The very first guide to the web (Tim Berners Lee, 1990) was somewhat social. We've always had social search. Tim wrote down a bunch of sites he knew of and descriptions. Then Yahoo was originally created by a team of human editors. Mta tags were created in 1996 to help content owners influence search engines and were a massive failure
Algorithmic search is social - fundamentally, search engines reflect human bias (programmer choices). Also, search engines observe human behavior - click paths, popular URLs, etc and use this to modify algorithms (Yahoo processes 14TB of user behavior a day). New personalization efforts are also used to refine search for everyone.
Why, then, did social search emerge now? Algoirthmic search has plateaued and leveled out. Nothing is dramatically innovating.
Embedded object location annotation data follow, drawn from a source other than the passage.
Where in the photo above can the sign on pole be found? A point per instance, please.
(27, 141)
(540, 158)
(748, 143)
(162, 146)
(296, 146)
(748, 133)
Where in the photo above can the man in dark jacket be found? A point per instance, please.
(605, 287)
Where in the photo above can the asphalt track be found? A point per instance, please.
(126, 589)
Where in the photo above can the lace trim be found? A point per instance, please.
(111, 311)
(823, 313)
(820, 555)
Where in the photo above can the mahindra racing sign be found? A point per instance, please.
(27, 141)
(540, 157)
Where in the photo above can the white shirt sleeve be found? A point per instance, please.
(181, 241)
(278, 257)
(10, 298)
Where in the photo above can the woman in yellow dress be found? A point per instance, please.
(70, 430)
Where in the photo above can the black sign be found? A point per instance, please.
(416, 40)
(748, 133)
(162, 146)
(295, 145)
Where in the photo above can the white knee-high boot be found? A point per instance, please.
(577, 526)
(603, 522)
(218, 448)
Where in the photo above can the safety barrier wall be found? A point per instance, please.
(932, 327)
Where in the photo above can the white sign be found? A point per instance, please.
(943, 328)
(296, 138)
Innovation is harder than it used to be. The major players have a user base that is very well established and they can't afford to risk changing anything because they may alienate their users. Humans are still better at some things than computers. (ex: Flickr) A major factor: many if not most of the players in social search are leveraging the work of volunteers. People are donating their effort to organize things and to improve services. That's a huge competitive advantage. You don't need a paid work force.
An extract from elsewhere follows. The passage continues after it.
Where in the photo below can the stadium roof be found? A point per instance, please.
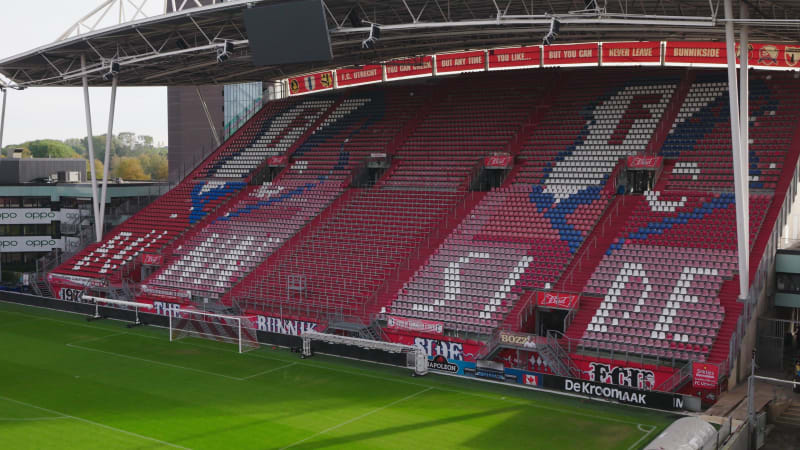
(180, 48)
Types of social search: - Shared bookmarks and web pages: relying on people to find interesting content and share it - delicious, MyWeb, Shadows, Furl, Diigo. They are social but they are, for most users, used as a personal tool. - Tag engines (blogs and RSS): also called "taggregators" - primarily searches blogs and RSS feeds: Technorati, Bloglines, Ask Blog search, Blogpulse. - collaborative directories: created by teams of volunteers - Open Directory Project, Prefound, StumbleUpon, Mahalo, Wikisearch and Wikipedia - Personalized verticals: search service that focuses on a narrow slice of the web. It used to be difficult or labor intensive to create a specialized search engine or directory, but not anymore. Google Custom Search Engine, Eurekster's Swickis, and Rollyo are examples. - Social Q&A sites: They've been around forever - Aska's, Usenets, BBSs in the past. Yahoo Answrs, Answerbag, Allexperts today. - Collaborative Harvesters: users nominate interesting content and others vote for it. Examples: Digg, Newsvine, Reddit, Sphinn. Aggregators include Original Signal and Popurls.com
What are the problems? There's a herd mentality that dominates collaborative harvesters. Friends support friends. DIgg has a stealthy "bury" squad that it refuses to acknowledge. You also need a catchy headline to get the attention of others and it trounces substantive content.
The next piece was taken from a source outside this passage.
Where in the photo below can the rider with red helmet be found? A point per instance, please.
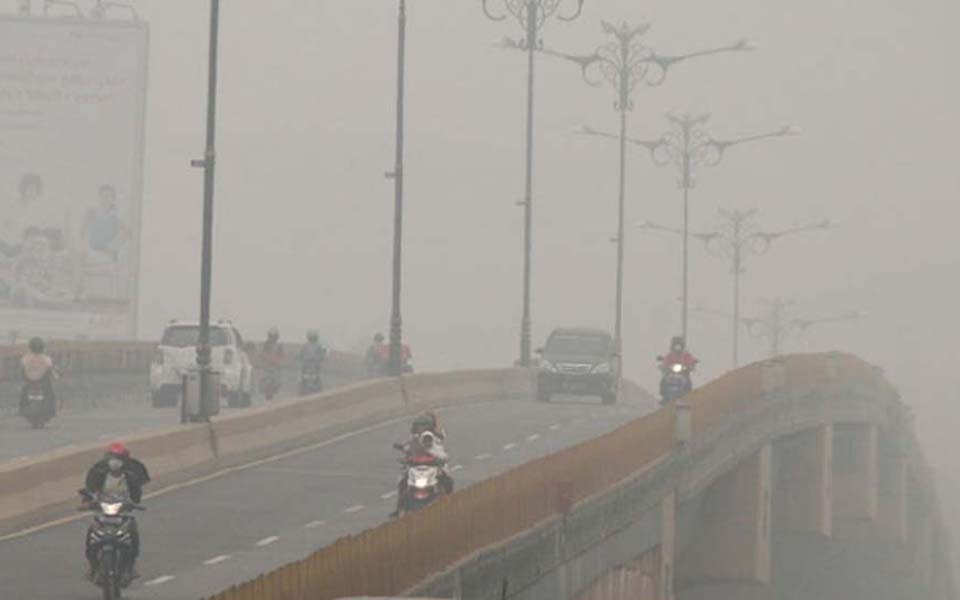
(117, 474)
Part search, definitely social: Facebook, Craigslist, Judy's Book, Insider Pages, LinkedIn, Squidoo
Other problems: * Scale and scope - too much expansion of the web, particularly now that there's video. * We also have issues with tagging - language is ambiguous. Orange - a juice, a fruit, a color? There's a lack of controlled vocabulary. There's also human laziness and idiots who don't know how to tag at all. * Spammers: it's a bad thing and there are no algorithmic safeguards. Users get frustrated because spammers seize control.
What will ultimately work: - A combination of algorithmic and people-mediated search (Ask's new Edison Algorithm - anytime somebody clicks on a search results, they take a title that the person clicked on and use those as tags for the page in a library. This tag library is an amazing approach. Yahoo is doing the same thing with Yahoo Answers) - Trust networks: you trust people to show you content. - Increased personalization and user control over result filtering - Social search will probably work best for non-text content (photos, music, video, widgets, etc). Why? Search engines are still fundamentally searching text but they're not so good with non-text content.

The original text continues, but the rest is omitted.